Naufrages di Peter Pedersen, Gallimard

    Fotografie bellissime. In bianco e nero. Venate da quel certo specialissimo romanticismo che solo i grandi amanti dell’età dell’oro della vela attribuiscono loro. A chi stringe il cuore vedere antiche attrezzature, grandi elegantissimi vecchi scafi, sobrie tenute di marinai dell’epoca. Testi di Conrad, Daudet, Vercel. La storia della rappresentazione pittorica e fotografica del naufragio. Estratti di libri di bordo, relazioni di naufraghi, rapporti delle società di salvataggio…

    Una curiosa dissertazione conradiana sulla differenza abissale che corre tra incaglio ed affondamento. Come un’altra, sulle sinistre formule “In ritardo” e “Dispersa”, riferite alle navi.

    Tutto questo, in un pezzo da collezione come il libro Naufrages di Peter Pedersen, della Gallimard.

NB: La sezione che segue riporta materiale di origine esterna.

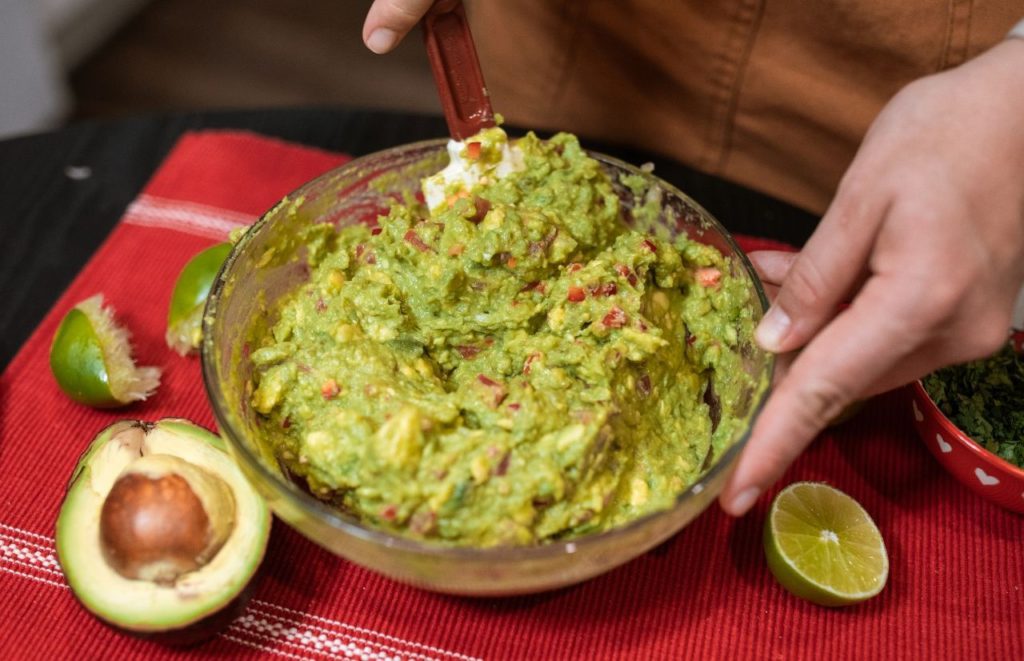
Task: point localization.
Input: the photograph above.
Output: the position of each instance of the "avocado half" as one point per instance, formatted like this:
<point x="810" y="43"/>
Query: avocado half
<point x="160" y="533"/>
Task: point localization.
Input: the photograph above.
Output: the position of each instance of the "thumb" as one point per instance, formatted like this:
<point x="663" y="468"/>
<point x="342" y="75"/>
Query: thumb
<point x="822" y="275"/>
<point x="389" y="20"/>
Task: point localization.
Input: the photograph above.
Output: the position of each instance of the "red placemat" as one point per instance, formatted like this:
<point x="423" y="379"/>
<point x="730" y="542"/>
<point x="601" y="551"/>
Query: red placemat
<point x="955" y="590"/>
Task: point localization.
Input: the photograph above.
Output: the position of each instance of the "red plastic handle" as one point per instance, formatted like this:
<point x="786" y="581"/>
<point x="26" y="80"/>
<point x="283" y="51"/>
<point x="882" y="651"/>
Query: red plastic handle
<point x="457" y="70"/>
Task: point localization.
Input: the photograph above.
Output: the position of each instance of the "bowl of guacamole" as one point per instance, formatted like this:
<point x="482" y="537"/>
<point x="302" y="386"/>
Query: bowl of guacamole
<point x="494" y="366"/>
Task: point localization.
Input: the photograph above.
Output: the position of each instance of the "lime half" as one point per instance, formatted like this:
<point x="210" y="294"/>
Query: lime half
<point x="91" y="359"/>
<point x="823" y="546"/>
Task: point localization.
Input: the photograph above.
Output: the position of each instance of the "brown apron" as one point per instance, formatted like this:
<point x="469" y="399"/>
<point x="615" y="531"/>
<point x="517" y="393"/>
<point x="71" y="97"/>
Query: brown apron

    Smacchi, incidenti e catastrofi fanno parte della storia come vittorie e progressi. Le alterne fortune sul mare ci mostrano semplicemente la realtà della storia della navigazione a vela: “Tutti quelli che accelerano il ritmo cardiaco alla vista di un veliero, contempleranno queste foto con curiosità e nostalgia: perlopiù non sono inedite, ma la loro concentrazione permette di riscoprire un’epoca” recita l’introduzione.

    Un vecchio comandante credeva nella Bibbia “Perché – diceva al ministro inglese della marina J. Fisher (l’inventore delle dreadnoughts) – non lascia spazio al mare nel Paradiso”. Il mare. Un’entità severa e terribile. Sinonimo per molti marinai di sofferenza, tormento, regno del Male. Chi ha navigato veramente non li contraddirà. E che il mare si mostri tanto sublime da sfuggire ad ogni descrizione, non cambia nulla. Nella luce del sole, lo specchio dell’anima. Sotto nuvole veloci che si stagliano nell’orizzonte  limpido come il cristallo, la rotta immensa che si apre in lontananza, chiama alla libertà. Il cielo stellato invita al raccoglimento. Anche questo ha significato il mare. Ma non per i navigatori dei grandi velieri: il suo ricordo è per loro spietato: “Veloce, alle spalle, monta e monta, più alto di una montagna, il suo aspetto sembra annunciare la nera tempesta, quando fiamme danzano sulla sommità, denti bianchi di schiuma”.

    Poco prima delle 10 di sera del 23 maggio 1913, Cromdale, facendo rotta verso Falmouth in una spessa nebbia, si è incagliata sotto a Bass Point, Capo Lizard, proprio dove i Lloyds avevano costruito faro destinato a riconoscere il naviglio entrato nella Manica, per annunciarne l’arrivo. Aveva lasciato il Cile 126 giorni prima, con un carico di nitrato: le sarebbero mancate solo 12 ore al porto. L’equipaggio si salvò, ma dovette abbandonarla immediatamente. Dopo una settimana il relitto disalberava per la tempesta e quindi affondava.